Our three a priori dimensions had very different associations with disorders and symptom scales. Irritability was the only predictor of emotional disorders (parent report: OR = 3.26 [CI 95% 2.79, 3.80]; teacher report: OR = 2.78 [2.39, 3.22]); the hurtful dimension was particularly strongly associated with seeming cold-blooded or callous (parent report: beta = .32 [.27, .37]; teacher report: .33 [.30, .36]); and the headstrong dimension was most strongly associated with attention deficit hyperactivity disorder (ADHD; parent report: OR = 3.21 [2.43, 4.23]; teacher report : OR = 7.18 [5.25, 9.82]). All three dimensions were associated with conduct disorder, with the headstrong dimension being the main predictor of non-aggressive symptoms (parent report: beta = .31 [.27, .34]; teacher report: .43 [.40, .45]), and with the hurtful dimension being the main predictor of aggressive symptoms (parent report: beta = .35 [.32, .39]; teacher report: .40 [.39, .42]).
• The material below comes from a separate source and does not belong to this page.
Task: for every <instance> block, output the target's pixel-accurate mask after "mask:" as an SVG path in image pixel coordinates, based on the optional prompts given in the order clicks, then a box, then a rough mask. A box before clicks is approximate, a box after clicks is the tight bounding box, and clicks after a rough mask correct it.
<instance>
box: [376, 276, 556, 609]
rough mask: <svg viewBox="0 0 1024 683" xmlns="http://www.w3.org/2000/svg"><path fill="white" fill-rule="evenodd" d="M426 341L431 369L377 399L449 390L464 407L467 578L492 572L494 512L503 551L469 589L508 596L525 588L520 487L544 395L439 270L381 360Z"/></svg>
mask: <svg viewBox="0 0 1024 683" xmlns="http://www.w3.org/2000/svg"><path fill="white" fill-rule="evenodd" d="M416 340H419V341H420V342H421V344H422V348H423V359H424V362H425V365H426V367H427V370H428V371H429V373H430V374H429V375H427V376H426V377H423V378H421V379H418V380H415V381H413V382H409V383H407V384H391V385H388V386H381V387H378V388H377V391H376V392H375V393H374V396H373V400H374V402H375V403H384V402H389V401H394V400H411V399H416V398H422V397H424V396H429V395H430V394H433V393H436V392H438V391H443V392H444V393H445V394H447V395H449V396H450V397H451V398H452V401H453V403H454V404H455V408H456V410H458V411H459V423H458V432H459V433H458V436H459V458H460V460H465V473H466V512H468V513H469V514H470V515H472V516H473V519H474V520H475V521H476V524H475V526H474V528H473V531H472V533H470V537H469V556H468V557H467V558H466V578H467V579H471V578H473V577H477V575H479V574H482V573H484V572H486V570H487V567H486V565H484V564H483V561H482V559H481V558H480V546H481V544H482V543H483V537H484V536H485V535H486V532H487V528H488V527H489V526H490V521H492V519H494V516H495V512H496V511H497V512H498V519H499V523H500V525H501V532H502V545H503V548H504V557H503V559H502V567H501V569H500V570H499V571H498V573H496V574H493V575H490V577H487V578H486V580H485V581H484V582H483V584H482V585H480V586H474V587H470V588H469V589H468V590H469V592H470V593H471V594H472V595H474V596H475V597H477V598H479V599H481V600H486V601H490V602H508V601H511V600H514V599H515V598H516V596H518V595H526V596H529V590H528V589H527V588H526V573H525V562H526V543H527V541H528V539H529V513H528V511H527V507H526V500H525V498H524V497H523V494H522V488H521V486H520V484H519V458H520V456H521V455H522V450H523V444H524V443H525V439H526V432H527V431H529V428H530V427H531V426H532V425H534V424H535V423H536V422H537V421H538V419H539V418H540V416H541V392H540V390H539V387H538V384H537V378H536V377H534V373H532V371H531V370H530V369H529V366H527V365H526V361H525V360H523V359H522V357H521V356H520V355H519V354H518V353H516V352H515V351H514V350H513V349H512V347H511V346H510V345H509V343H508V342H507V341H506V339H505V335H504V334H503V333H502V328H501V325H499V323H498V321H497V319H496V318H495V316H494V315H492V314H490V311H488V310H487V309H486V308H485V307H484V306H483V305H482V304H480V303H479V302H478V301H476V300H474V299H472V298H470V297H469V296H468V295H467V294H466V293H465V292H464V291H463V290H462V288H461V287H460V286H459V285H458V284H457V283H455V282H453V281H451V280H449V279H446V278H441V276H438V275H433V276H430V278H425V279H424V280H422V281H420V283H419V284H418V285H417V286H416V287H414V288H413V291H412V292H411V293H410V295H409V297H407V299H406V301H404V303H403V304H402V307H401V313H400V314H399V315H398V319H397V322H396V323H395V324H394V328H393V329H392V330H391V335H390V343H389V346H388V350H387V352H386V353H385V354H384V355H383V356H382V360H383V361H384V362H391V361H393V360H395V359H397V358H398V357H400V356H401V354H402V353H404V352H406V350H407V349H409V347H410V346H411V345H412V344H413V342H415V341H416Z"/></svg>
The three dimensions of oppositionality have distinctive external correlates, suggesting they may also be differential predictors of aetiology, prognosis and treatment responsiveness.
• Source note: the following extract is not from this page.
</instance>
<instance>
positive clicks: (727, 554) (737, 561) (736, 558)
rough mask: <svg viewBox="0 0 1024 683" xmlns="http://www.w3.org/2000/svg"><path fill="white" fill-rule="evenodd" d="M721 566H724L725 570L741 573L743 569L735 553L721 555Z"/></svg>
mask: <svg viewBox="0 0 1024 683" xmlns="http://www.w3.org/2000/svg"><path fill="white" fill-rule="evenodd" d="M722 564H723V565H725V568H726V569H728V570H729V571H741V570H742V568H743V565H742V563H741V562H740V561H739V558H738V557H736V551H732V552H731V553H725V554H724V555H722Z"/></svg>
青少年对立违抗性障碍(ODD)是精神疾病的一个强有力的预测指标,但与精神障碍的广泛关联在很大程度上仍未得到解释。本研究的目的是调查在青少年对立性中识别易怒、任性和伤人维度是否能阐明对立性与早期及成年期广泛精神病理学之间的关联模式。
来自英国全国心理健康调查的横断面数据,包括18415名5至16岁的受试者。主要结局指标是对立性的先验假设维度与精神障碍及症状之间的关联;在多变量回归分析中使用了家长和教师提供的信息。
我们的三个先验维度与障碍及症状量表有非常不同的关联。易怒是情绪障碍的唯一预测因素(家长报告:OR = 3.26 [95%CI 2.79, 3.80];教师报告:OR = 2.78 [2.39, 3.22]);伤人维度与看似冷血或无情特别强烈相关(家长报告:β = 0.32 [0.27, 0.37];教师报告:0.33 [0.30, 0.36]);任性维度与注意力缺陷多动障碍(ADHD)关联最为强烈(家长报告:OR = 3.21 [2.43, 4.23];教师报告:OR = 7.18 [5.25, 9.82])。所有三个维度都与品行障碍相关,任性维度是非攻击症状的主要预测因素(家长报告:β = 0.31 [0.27, 0.34];教师报告:0.43 [0.40, 0.45]),伤人维度是攻击症状的主要预测因素(家长报告:β = 0.35 [0.32, 0.39];教师报告:0.40 [0.39, 0.42])。
对立性的三个维度有独特的外部关联,表明它们也可能是病因、预后和治疗反应性的不同预测因素。